Après un épisode "musical" dans une chorale (le chant me paraissait très beau aussi), le théâtre s’est réveillé à nouveau chez moi, pendant mon service militaire. Pour tromper mon ennui je me suis mis à "déclamer" des extraits de pièces, particulièrement en haut du mirador où j’étais censé surveiller les pistes d’un aérodrome. Bref ça m’a repris et j’ai voulu tâter concrètement du théâtre. Après quelques esquisses d’approche auprès de Jean Vilar, qui a eu la gentillesse de me répondre, j’ai rabattu mes naïves ambitions. Finalement je me suis retrouvé sur les planches au début des années 60 grâce à la Fédération Théâtre et Animation. Et ça ne m’a pas quitté depuis.
Avant de jouer à La Phalène (à partir de 1985), j’ai navigué d’une troupe à l’autre, d’un metteur en scène à l’autre, d’un auteur à l’autre avec toujours beaucoup de "gourmandise".
Quelques auteurs émergent pour moi au cours de cette période :
Pirandello : Le bonnet du fou, L’homme, la bête et la vertu, À chacun sa vérité
Molière : Le malade imaginaire, Le médecin malgré lui
Obaldia : L’azote, Les innocentines
M. Achard : Le Corsaire
Lorca : Noces de sang
V. Hugo : Angelo, tyran de Padoue
Tardieu : Conversation sinfonietta, Un mot pour un autre, Les amants du métro
Dostoievsky : L’idiot (rôle du Prince Mychkine)

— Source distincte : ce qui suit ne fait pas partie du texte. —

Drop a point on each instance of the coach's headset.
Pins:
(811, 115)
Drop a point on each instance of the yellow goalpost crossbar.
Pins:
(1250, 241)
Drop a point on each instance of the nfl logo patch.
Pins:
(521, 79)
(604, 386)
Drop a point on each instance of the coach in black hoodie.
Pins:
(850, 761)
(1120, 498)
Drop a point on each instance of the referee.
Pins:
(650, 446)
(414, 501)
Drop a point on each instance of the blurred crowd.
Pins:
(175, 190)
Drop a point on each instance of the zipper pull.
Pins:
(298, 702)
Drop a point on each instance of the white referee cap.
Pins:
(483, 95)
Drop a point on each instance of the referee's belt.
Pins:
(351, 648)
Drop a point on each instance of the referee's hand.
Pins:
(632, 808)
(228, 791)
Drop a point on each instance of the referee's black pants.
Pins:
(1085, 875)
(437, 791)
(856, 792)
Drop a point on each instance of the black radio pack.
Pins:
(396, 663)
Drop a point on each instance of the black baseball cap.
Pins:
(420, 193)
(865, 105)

Anouilh : Les poissons rouges
Musset : Les caprices de Marianne
Albee : Zoo Story
Quelques moments ou circonstances un peu marquants ou exceptionnels, pour moi du moins, ont jalonné cette période :
l’expérience de 2 saisons au Lucernaire dans 2 spectacles, basés sur la Recherche du Temps Perdu de Proust
une échappée cocasse à New York pour présenter un spectacle "Prévert" dans une atmosphère un peu "boîte de nuit" de Greenwich Village
Ma rencontre avec Daniel TRUBERT et La Phalène a représenté pour moi un rebondissement, des visions nouvelles, des découvertes d’auteurs, l’occasion d’une implication plus grande dans l’approche des textes et des personnages.

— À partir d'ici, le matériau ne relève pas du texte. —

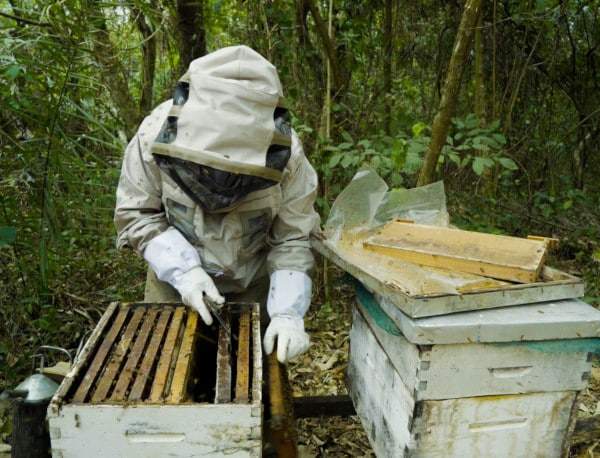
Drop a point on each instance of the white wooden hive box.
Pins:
(154, 381)
(463, 399)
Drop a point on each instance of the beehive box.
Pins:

C’est passionnant de partir parfois "à l’aveuglette", un peu dans le noir, et de déboucher petit à petit dans la lumière grâce à l’interaction du metteur en scène et de l’acteur.

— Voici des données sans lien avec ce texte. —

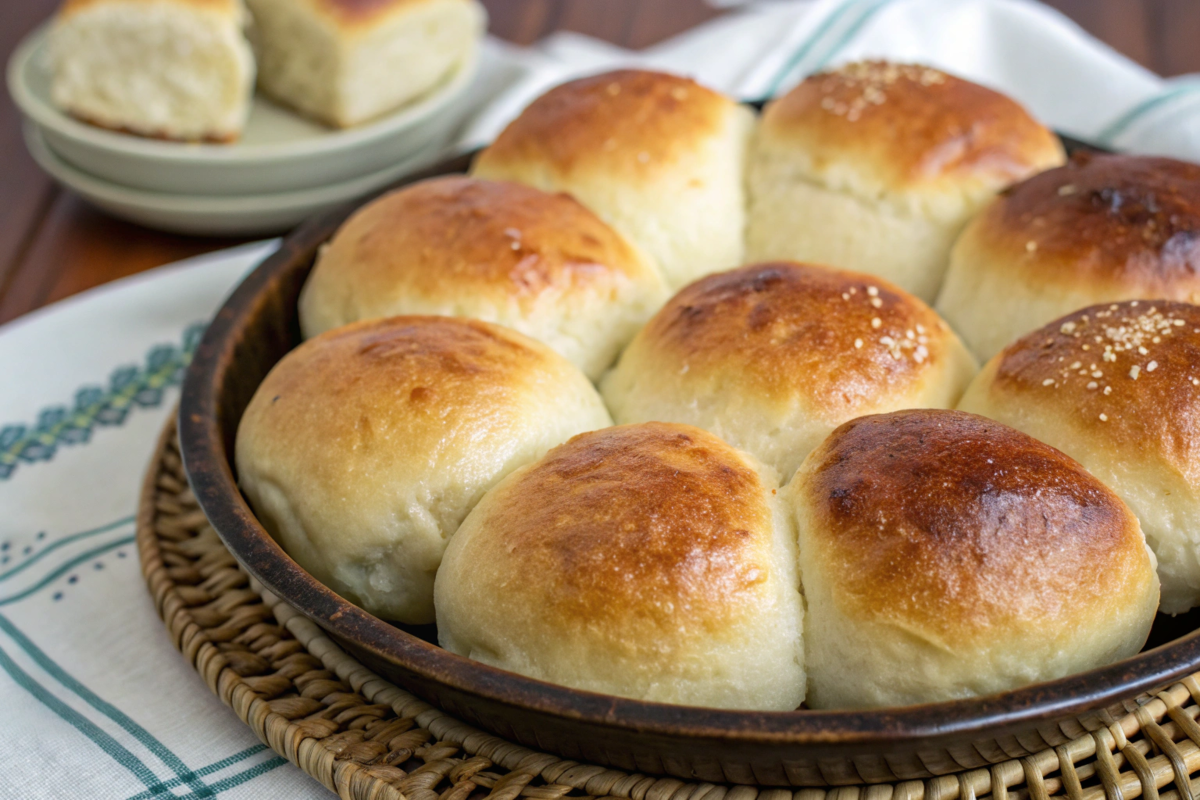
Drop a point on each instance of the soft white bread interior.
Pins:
(651, 561)
(657, 156)
(1117, 388)
(167, 68)
(772, 358)
(876, 167)
(348, 61)
(365, 447)
(945, 555)
(507, 253)
(1101, 229)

La "révélation" est souvent surprenante et je ne l’ai jamais autant senti qu’à La Phalène.
J’y ai aussi souvent découvert des affinité étranges entre la musique et le théâtre (je pense notamment à Britten, Schoenberg, Messiaen et... Wagner, entre autres), sans oublier notre compositeur et violoncelliste "maison" Pat Griffiths.
La Phalène m’a aussi permis de me rapprocher ou de redécouvrir certains auteurs très ou peu connus, de Shakespeare à Billetdoux en passant par T. Williams, J. Senac, Kawabata, Obaldia, Dubillard, T. Duvert, F. Mallet Jorris, sans oublier l’auteur "maison" dont j’ai appris à goûter toute l’étrangeté, Daniel Trubert.
Le travail d’un Feydeau m’a aussi ouvert des horizons sur la noirceur et le "grinçant" des ses pièces.
Je ne peux m’empêcher aussi de parler de Tchekhov pour lequel j’ai une particulière tendresse. Ses personnages sont tellement humains, tellement imparfaits, et par là sublimes. Ils n’ont rien d’idéalisés. Ils ne cherchent pas à séduire. Ils n’ont pas de messages à transmettre ou de leçons à donner. Ils sont à la fois méchants, violents, désespérés, rêveurs, lucides. Dans leurs travers, leurs cris, leurs murmures, leurs voix voilés ils semblent se débattre et nous appeler à l’aide. À nous d’essayer de les sauver.